My babies are over six months old, and they are becoming more delightful every day. I’m not sure if all moms feel the way I have, but bonding with my girls has been gradual. I loved them from the moment I first laid eyes on them, of course, but the bonding process was not immediate. At this age, I know what makes them laugh and what makes them mad. I recognize when they are tired and when they need to be held. I know which toys they like, and I recognize their hunger cues. I comfort them and help them to feel more secure, and their eyes search for me when someone besides my husband holds them. Suffice it to say, I am enjoying them more and more as they grow more interactive.
Life seems like it is getting slightly more manageable. We still have clubfoot treatment in our future, but we are past the serial casting process and the tenotomy, so the frequency of those appointments has lessened. We still have Pamidronate infusions, but those occur only every eight weeks. We still have bi-weekly visits from a physical therapist, but those appointments are no big deal. Their next well visit with the pediatrician isn’t until 9 months. They are recovering nicely from their RSV. We will have OI clinic annually and will hopefully have no more broken bones in our future. We have babies sleeping 10-12 hours per night in their cribs and napping during the day. Life has gotten easier, and I am grateful.
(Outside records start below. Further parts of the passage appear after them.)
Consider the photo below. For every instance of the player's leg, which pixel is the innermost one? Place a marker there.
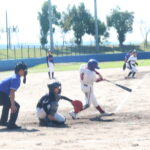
(41, 114)
(5, 102)
(13, 118)
(134, 70)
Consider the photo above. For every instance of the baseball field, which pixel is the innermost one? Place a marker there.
(128, 129)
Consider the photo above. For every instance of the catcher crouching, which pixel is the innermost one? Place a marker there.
(47, 107)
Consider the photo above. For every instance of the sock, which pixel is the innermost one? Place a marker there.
(13, 116)
(100, 109)
(4, 115)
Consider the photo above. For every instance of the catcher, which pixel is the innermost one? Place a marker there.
(47, 107)
(88, 75)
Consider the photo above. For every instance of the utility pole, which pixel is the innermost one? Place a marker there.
(96, 25)
(7, 36)
(50, 25)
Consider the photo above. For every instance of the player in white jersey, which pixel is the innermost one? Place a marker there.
(131, 64)
(88, 75)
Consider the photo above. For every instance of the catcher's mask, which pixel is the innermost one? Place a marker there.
(92, 64)
(54, 85)
(21, 66)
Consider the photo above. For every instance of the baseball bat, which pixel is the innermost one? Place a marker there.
(121, 86)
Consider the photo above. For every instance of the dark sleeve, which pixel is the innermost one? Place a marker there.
(66, 98)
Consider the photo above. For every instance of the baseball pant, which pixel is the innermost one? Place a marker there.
(5, 102)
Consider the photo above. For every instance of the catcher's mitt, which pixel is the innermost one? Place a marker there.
(78, 106)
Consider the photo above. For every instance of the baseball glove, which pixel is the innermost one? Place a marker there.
(78, 106)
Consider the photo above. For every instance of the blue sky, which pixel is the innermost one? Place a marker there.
(23, 13)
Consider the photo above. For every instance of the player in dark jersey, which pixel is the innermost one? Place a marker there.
(50, 64)
(8, 87)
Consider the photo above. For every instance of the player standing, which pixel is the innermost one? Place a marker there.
(50, 64)
(88, 75)
(8, 87)
(131, 64)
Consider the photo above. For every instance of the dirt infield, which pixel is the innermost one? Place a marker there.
(129, 129)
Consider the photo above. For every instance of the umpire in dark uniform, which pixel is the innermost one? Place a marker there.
(8, 87)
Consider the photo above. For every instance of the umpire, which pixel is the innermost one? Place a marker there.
(8, 87)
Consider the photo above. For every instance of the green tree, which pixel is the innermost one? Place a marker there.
(122, 21)
(43, 18)
(102, 29)
(75, 19)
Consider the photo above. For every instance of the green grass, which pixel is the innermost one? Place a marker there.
(75, 66)
(22, 53)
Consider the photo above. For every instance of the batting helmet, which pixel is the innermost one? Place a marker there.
(92, 64)
(54, 85)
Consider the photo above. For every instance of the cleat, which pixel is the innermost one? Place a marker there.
(3, 123)
(73, 115)
(106, 114)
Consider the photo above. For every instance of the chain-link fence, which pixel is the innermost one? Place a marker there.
(36, 52)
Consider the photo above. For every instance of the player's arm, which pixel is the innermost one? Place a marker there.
(12, 101)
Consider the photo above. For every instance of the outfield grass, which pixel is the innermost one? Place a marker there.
(75, 66)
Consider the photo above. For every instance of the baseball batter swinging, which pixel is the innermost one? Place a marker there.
(131, 64)
(50, 64)
(47, 107)
(88, 75)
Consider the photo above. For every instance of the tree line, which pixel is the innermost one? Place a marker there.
(79, 20)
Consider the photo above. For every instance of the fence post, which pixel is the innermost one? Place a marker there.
(40, 52)
(34, 52)
(7, 54)
(14, 52)
(21, 52)
(28, 51)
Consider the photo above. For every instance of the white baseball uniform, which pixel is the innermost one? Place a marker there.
(132, 60)
(87, 79)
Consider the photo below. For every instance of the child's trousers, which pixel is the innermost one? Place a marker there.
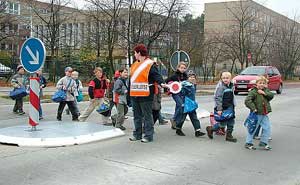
(264, 122)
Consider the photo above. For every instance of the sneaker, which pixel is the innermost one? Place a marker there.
(121, 127)
(179, 132)
(264, 146)
(250, 146)
(198, 133)
(145, 140)
(163, 122)
(173, 124)
(209, 131)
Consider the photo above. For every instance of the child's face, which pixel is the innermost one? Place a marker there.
(192, 79)
(226, 79)
(124, 74)
(98, 74)
(182, 68)
(261, 84)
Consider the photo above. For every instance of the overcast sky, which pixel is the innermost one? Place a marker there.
(285, 7)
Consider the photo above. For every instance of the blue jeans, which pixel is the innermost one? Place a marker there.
(194, 119)
(177, 117)
(142, 113)
(229, 123)
(264, 122)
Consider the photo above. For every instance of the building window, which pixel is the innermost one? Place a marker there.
(13, 8)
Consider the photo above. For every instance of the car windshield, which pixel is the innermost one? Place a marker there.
(253, 71)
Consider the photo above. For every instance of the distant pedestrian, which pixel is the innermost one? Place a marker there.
(179, 76)
(77, 92)
(67, 84)
(43, 84)
(120, 92)
(19, 80)
(96, 90)
(258, 101)
(224, 102)
(188, 93)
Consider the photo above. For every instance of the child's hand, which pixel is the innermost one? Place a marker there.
(261, 92)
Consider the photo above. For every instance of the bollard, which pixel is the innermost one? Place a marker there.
(34, 98)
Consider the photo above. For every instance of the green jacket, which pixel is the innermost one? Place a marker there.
(255, 101)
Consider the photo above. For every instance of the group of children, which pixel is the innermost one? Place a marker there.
(258, 101)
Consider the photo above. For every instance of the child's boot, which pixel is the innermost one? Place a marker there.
(209, 131)
(229, 137)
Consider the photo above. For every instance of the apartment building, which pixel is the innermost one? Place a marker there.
(226, 19)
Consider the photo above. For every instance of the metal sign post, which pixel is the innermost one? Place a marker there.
(32, 57)
(179, 56)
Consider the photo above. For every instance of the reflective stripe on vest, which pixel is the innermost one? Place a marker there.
(139, 85)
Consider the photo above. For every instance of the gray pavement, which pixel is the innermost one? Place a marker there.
(170, 159)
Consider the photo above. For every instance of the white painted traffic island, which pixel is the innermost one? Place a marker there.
(58, 133)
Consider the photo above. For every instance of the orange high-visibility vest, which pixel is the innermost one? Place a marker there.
(139, 72)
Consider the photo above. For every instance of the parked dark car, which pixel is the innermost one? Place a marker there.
(247, 78)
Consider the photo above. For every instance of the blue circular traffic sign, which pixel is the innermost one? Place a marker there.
(33, 54)
(179, 56)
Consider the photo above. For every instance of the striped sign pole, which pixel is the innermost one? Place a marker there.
(34, 102)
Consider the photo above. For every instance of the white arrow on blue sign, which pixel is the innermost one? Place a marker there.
(33, 54)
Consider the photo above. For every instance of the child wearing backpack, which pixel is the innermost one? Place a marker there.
(258, 101)
(188, 91)
(120, 92)
(77, 93)
(224, 102)
(179, 76)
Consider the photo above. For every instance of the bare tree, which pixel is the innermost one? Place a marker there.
(247, 35)
(105, 15)
(7, 22)
(48, 19)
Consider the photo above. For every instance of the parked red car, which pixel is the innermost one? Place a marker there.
(247, 78)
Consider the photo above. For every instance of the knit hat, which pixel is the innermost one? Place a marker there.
(19, 67)
(68, 69)
(191, 73)
(117, 74)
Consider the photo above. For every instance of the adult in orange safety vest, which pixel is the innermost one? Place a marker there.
(143, 76)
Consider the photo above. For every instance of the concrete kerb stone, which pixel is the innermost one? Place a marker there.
(57, 134)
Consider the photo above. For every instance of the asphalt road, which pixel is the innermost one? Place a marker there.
(170, 159)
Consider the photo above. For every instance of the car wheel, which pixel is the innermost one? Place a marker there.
(279, 91)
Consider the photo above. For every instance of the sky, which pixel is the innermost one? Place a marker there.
(285, 7)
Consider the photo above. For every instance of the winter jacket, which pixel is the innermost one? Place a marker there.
(70, 89)
(177, 77)
(19, 80)
(156, 104)
(120, 91)
(154, 76)
(97, 88)
(224, 96)
(259, 102)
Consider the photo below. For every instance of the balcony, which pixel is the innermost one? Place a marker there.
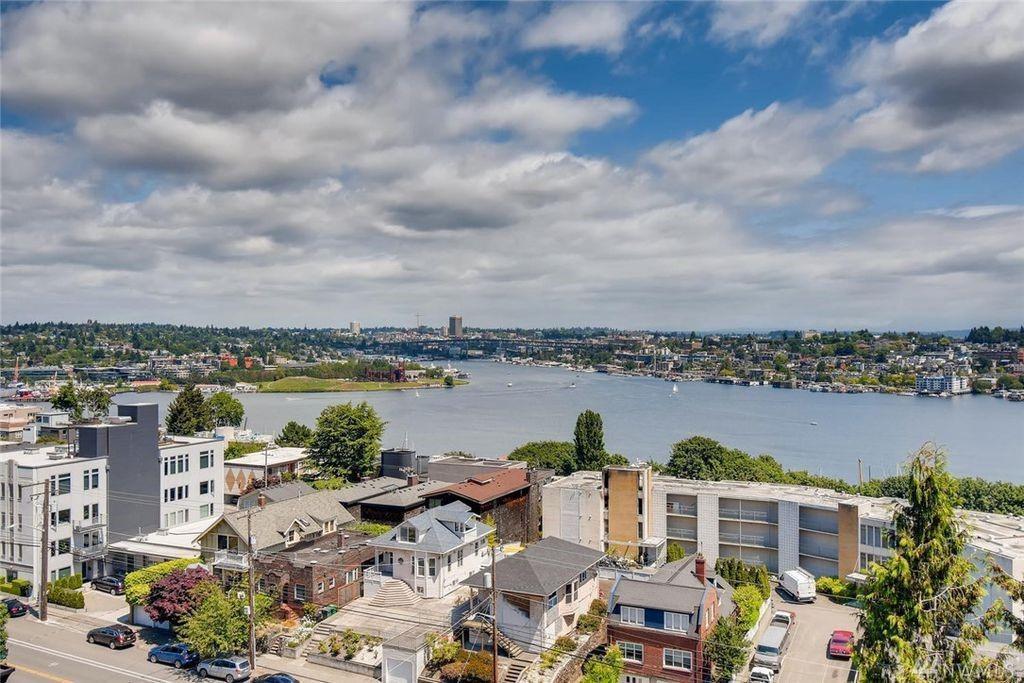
(229, 559)
(818, 550)
(756, 540)
(683, 534)
(90, 553)
(93, 522)
(682, 509)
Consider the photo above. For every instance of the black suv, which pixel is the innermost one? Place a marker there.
(113, 585)
(115, 637)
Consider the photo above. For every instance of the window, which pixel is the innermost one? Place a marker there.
(675, 622)
(631, 615)
(682, 659)
(632, 651)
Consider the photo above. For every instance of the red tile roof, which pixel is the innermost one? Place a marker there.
(486, 488)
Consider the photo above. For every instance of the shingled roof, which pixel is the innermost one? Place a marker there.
(542, 568)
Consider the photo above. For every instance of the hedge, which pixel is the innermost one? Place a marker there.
(19, 587)
(66, 597)
(137, 582)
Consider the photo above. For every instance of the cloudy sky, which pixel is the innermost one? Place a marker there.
(680, 166)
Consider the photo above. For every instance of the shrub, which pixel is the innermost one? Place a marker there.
(748, 600)
(137, 582)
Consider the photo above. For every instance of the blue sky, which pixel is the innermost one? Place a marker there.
(670, 166)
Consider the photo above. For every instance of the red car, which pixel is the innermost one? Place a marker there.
(841, 644)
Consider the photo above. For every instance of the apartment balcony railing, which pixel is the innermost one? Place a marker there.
(748, 515)
(229, 559)
(818, 550)
(748, 540)
(683, 534)
(682, 509)
(92, 522)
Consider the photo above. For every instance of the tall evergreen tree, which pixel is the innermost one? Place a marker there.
(589, 437)
(918, 604)
(188, 413)
(347, 440)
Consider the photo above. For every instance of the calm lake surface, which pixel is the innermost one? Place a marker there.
(642, 419)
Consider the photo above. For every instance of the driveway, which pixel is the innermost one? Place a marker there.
(807, 659)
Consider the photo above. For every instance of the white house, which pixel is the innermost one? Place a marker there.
(434, 551)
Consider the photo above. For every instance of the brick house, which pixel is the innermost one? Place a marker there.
(659, 625)
(511, 498)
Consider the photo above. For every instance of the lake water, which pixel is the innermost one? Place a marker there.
(643, 418)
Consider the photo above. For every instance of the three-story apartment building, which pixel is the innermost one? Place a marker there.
(77, 515)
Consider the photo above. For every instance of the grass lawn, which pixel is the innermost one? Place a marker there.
(312, 384)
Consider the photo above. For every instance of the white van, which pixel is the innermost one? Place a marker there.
(799, 584)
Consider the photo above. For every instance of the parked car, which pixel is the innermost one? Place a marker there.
(115, 637)
(774, 641)
(113, 585)
(228, 669)
(15, 607)
(841, 644)
(799, 584)
(177, 654)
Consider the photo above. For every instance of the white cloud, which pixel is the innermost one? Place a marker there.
(584, 27)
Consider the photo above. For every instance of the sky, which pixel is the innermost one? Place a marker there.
(729, 165)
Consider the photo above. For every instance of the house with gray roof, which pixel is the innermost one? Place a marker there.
(543, 590)
(435, 551)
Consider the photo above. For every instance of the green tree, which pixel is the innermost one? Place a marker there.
(188, 413)
(347, 440)
(726, 648)
(96, 401)
(218, 622)
(294, 434)
(589, 440)
(225, 410)
(67, 398)
(606, 670)
(558, 456)
(918, 603)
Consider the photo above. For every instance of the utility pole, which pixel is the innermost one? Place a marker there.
(250, 556)
(44, 545)
(494, 611)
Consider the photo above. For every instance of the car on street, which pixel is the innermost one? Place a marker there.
(841, 644)
(227, 669)
(113, 585)
(176, 654)
(15, 607)
(115, 636)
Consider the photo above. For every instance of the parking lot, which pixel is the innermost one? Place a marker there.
(806, 659)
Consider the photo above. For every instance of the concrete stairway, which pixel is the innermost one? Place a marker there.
(394, 593)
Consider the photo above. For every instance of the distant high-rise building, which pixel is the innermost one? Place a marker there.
(455, 327)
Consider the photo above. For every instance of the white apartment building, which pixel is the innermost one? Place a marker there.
(952, 384)
(77, 514)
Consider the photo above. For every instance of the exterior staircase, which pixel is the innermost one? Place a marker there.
(394, 593)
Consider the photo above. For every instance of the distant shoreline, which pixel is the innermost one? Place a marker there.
(302, 384)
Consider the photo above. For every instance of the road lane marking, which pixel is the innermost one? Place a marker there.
(92, 663)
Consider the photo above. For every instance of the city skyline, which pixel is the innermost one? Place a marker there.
(638, 166)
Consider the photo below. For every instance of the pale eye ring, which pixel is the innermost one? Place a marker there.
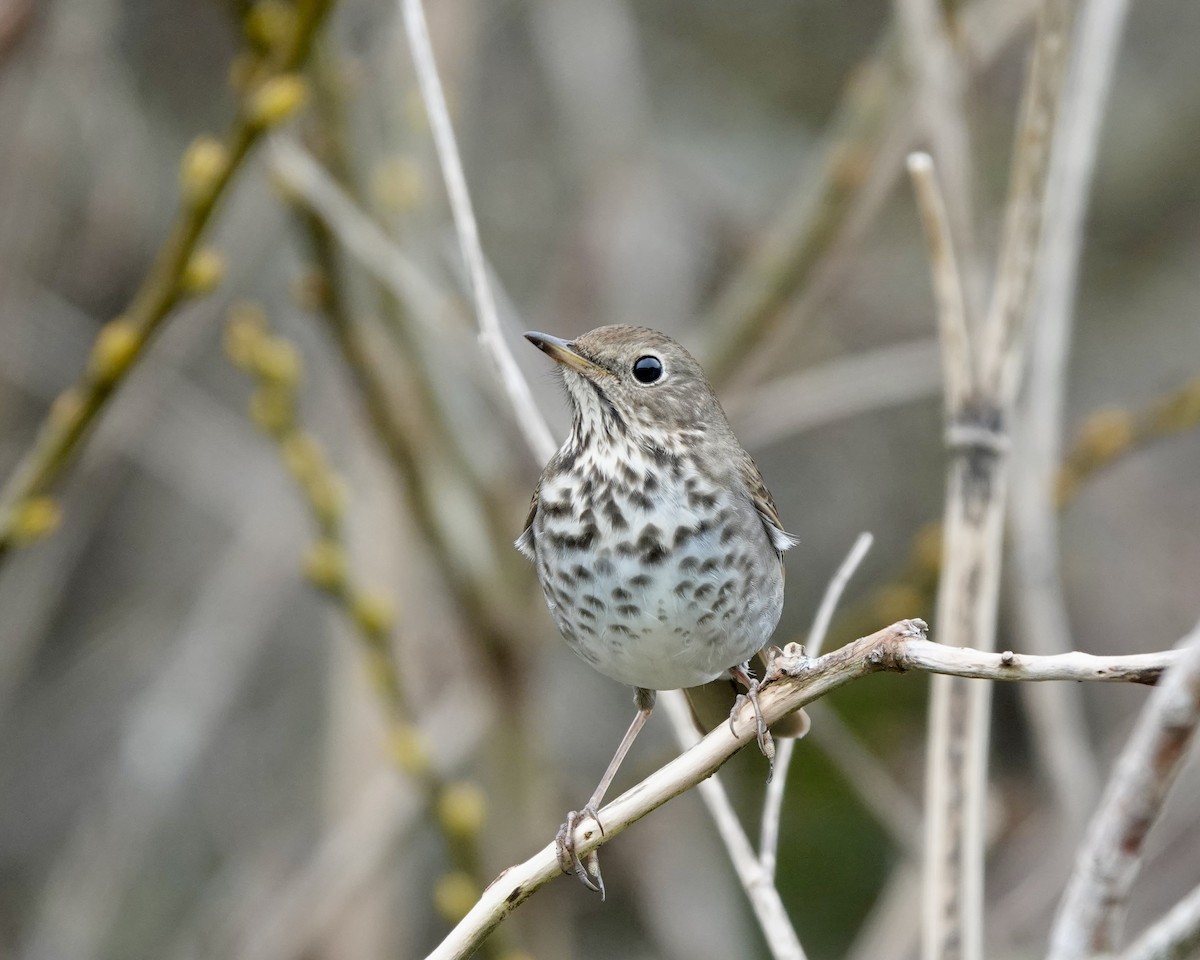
(647, 370)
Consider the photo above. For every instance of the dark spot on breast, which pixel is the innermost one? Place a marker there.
(640, 499)
(616, 517)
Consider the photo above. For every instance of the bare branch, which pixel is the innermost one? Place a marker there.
(795, 681)
(491, 336)
(773, 803)
(1176, 936)
(837, 389)
(756, 880)
(355, 231)
(1061, 739)
(958, 367)
(1093, 907)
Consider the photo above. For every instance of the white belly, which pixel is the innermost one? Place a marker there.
(671, 597)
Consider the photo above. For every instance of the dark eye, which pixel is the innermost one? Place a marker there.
(647, 369)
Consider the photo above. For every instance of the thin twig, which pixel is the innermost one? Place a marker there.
(69, 424)
(756, 880)
(940, 78)
(354, 229)
(773, 802)
(977, 432)
(793, 682)
(958, 366)
(1061, 738)
(491, 336)
(1092, 910)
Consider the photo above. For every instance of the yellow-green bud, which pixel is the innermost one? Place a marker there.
(277, 361)
(34, 519)
(115, 347)
(271, 409)
(204, 271)
(276, 100)
(1181, 411)
(204, 163)
(375, 613)
(270, 23)
(245, 329)
(454, 895)
(1104, 435)
(327, 496)
(409, 751)
(461, 809)
(324, 564)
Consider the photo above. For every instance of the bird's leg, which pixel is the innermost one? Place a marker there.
(564, 840)
(742, 675)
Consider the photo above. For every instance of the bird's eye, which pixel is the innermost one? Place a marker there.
(647, 369)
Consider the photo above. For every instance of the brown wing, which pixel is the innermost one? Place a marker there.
(525, 541)
(766, 507)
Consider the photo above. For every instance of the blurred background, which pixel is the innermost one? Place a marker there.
(198, 745)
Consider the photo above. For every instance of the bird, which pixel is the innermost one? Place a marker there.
(655, 541)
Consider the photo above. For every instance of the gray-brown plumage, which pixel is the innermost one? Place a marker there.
(657, 544)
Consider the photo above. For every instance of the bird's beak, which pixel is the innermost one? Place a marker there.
(562, 352)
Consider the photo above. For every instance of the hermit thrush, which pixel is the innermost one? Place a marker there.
(657, 543)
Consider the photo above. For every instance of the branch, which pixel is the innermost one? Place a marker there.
(1092, 909)
(529, 418)
(1176, 936)
(181, 269)
(1061, 738)
(756, 880)
(792, 682)
(773, 803)
(837, 389)
(958, 369)
(977, 431)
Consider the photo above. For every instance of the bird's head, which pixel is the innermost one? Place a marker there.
(635, 382)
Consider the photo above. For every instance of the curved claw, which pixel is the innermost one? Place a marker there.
(569, 861)
(766, 744)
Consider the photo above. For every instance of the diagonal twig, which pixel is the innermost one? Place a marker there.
(1092, 910)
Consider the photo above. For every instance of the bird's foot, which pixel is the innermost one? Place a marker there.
(569, 861)
(766, 744)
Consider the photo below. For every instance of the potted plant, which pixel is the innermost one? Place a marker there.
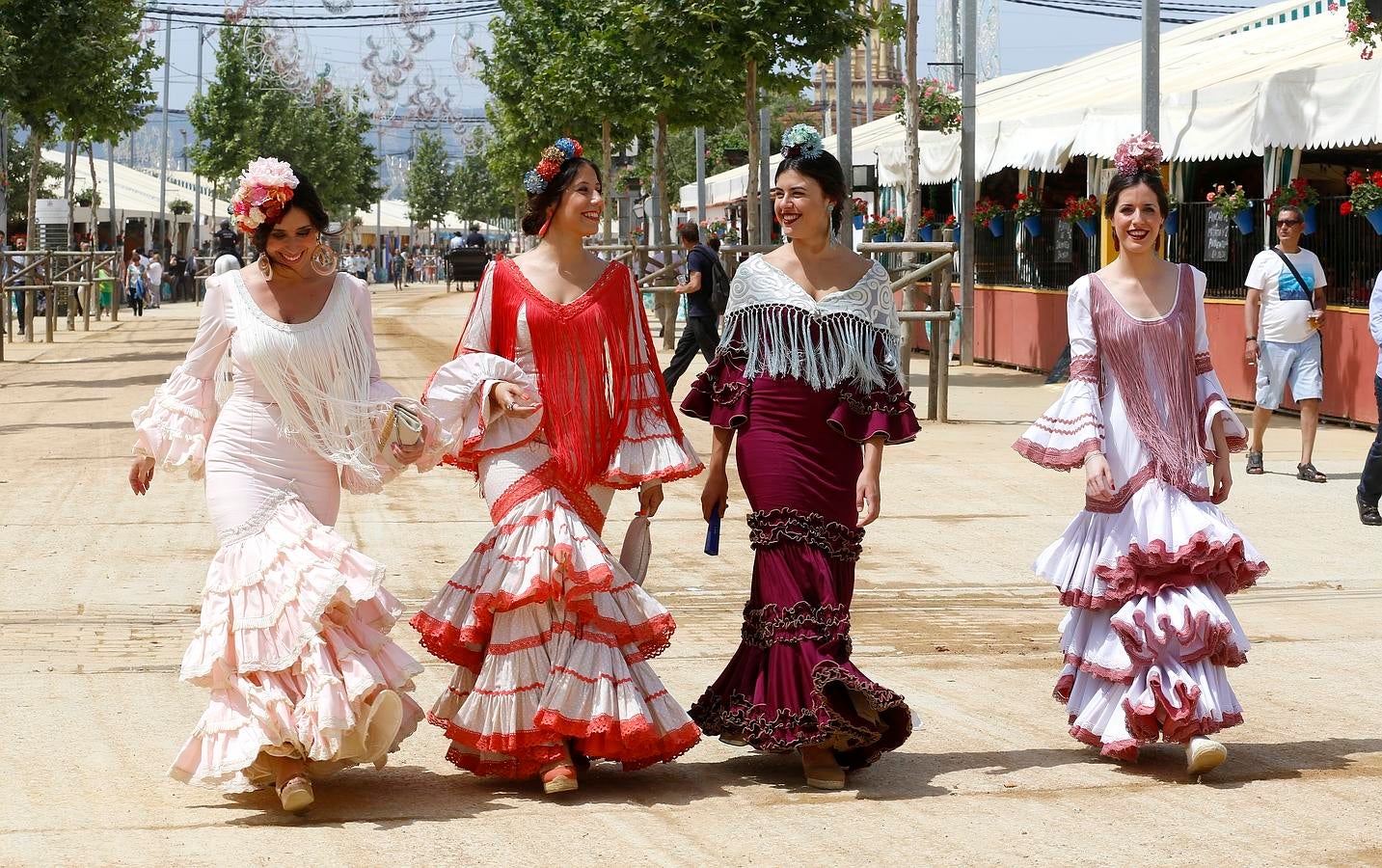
(989, 213)
(1365, 198)
(1234, 204)
(1028, 213)
(875, 229)
(1365, 25)
(937, 107)
(860, 209)
(1084, 213)
(1296, 194)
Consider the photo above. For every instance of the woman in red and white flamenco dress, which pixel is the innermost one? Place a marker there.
(1148, 565)
(293, 638)
(555, 401)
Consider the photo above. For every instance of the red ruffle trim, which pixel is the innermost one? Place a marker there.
(1154, 568)
(1057, 459)
(634, 743)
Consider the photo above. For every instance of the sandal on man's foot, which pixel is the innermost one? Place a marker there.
(1309, 473)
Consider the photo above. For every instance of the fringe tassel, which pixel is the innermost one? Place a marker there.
(824, 351)
(318, 377)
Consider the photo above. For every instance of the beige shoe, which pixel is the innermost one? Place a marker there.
(821, 769)
(296, 797)
(1204, 755)
(380, 726)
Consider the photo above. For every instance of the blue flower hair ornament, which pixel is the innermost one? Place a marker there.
(801, 141)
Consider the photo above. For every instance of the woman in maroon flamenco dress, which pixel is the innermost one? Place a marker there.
(804, 375)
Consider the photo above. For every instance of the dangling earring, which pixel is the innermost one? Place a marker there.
(324, 260)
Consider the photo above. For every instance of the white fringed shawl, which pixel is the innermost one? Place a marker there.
(318, 375)
(779, 329)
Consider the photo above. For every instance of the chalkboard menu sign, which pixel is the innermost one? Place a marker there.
(1065, 242)
(1216, 236)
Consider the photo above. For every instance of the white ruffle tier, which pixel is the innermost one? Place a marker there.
(175, 426)
(1150, 631)
(551, 637)
(293, 640)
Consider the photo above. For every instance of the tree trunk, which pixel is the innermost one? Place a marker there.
(35, 165)
(750, 202)
(913, 200)
(660, 170)
(609, 173)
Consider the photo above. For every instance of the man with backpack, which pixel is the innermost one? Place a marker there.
(706, 290)
(1283, 315)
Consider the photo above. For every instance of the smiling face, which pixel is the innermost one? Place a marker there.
(581, 204)
(800, 204)
(292, 241)
(1138, 220)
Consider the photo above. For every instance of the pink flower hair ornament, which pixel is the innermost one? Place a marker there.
(1138, 153)
(265, 188)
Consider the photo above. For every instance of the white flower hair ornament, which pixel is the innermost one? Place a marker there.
(1136, 153)
(265, 188)
(801, 141)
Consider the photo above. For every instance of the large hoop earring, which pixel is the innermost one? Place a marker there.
(324, 260)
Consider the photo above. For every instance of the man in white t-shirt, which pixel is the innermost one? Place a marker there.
(1283, 316)
(153, 278)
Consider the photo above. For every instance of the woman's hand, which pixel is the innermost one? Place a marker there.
(1098, 477)
(867, 497)
(141, 475)
(715, 497)
(1222, 477)
(650, 498)
(511, 401)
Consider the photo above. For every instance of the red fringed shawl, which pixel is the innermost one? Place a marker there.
(586, 360)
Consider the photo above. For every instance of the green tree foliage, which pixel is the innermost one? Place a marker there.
(72, 67)
(475, 192)
(246, 114)
(427, 188)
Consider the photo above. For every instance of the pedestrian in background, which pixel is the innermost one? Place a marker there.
(1283, 315)
(1369, 482)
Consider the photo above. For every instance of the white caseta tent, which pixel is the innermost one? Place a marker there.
(1277, 76)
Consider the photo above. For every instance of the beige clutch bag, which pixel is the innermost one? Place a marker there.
(401, 426)
(637, 548)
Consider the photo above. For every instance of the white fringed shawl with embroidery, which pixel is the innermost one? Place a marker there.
(318, 375)
(779, 329)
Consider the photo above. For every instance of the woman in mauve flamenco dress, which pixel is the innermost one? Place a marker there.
(555, 401)
(806, 372)
(1148, 564)
(293, 638)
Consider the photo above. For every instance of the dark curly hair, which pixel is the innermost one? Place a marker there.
(828, 173)
(304, 198)
(541, 204)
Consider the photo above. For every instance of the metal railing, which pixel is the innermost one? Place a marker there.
(60, 278)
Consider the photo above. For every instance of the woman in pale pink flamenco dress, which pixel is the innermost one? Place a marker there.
(555, 401)
(1148, 564)
(293, 640)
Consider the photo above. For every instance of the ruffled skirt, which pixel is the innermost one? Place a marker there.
(551, 637)
(1150, 634)
(293, 640)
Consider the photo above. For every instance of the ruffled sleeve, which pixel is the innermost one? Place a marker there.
(173, 427)
(653, 448)
(1209, 394)
(382, 397)
(458, 397)
(720, 395)
(1072, 427)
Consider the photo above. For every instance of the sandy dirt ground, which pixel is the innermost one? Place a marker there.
(101, 594)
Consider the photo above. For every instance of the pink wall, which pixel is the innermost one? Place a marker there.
(1027, 328)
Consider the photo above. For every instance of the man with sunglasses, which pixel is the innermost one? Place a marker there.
(1283, 315)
Now I feel like it is time to re-focus on myself. Of all the members of this household over the past six months, I have been my own absolute last priority, and it shows. During my pregnancy, I gained 35 lbs. I can’t believe I didn’t gain more, as I was absolutely starving toward the end and ate tons of (junk) food, both to satisfy my hunger and to help with the morning sickness that lasted my entire pregnancy. I was so incredibly swollen afterwards from pregnancy and my other injuries and lack of activity, I had to take a presciption medicine to help flush me out. So in the two weeks after V&L were born, I lost 53 lbs. My body maintained that weight for about a month, despite me eating whatever I wanted, as it was working hard to recover from childbirth and my injuries. And then the weight started coming back on. Over the past five months, I’ve gained back about 20-25 lbs. I blame it on depression from all of the medical intervention needed for my girls their first three months of life, all of the pain they were in and the helplessness I felt, having to quit the job that gave me social interaction, and my own pain and inability to be active because of my injuries. In addition, I was feeling overwhelmed by life with twin infants. I comfort ate, and I don’t blame myself for it because I was at my breaking point. But it’s time to change.
So I have joined Weight Watchers Online, partly because my friend LisainSK has had a good experience with it. Hopefully I can achieve similar success. When all 53 lbs of that weight was gone right after childbirth, I felt fantastic. So that is my goal for now. I’m tracking the things I eat and trying to plan our meals around more fruits and vegetables. I can say it certainly hasn’t helped to spend all day at home, with my kitchen just a few feet away. And it hasn’t helped to enjoy a rum&diet or two with my hubby in the evenings out on our deck after our babies are asleep (2 oz of rum is 5 points!). But this change is needed for my mental and physical health. Moderation and exercise should help me to shed some pounds before the really sweltering summer weather gets here. I’ve been walking outside with the babies more often and increasing my mileage, and I will give myself an expectation of doing that every nice day this spring/summer.
A friend of mine, who is 31 years old (only one year older than me), suffered a severe stroke near her brainstem on March 11th followed by a series of smaller strokes. She is basically comatose, with a trach and a permanent feeding tube, lying in a hospital bed 20 miles away from me as I type this. She was thin and in good health, and basically the stroke was bad luck, but it is a definitely a wake-up call to me that I need to focus on my health. I want to be here as my daughters take their first steps, walk into their kindergarten classroom, move on to middle school and all educational institutions beyond, meet their first romantic love interests, and accomplish their goals. So I will be keeping that in mind as I start making myself a little more of a priority around here!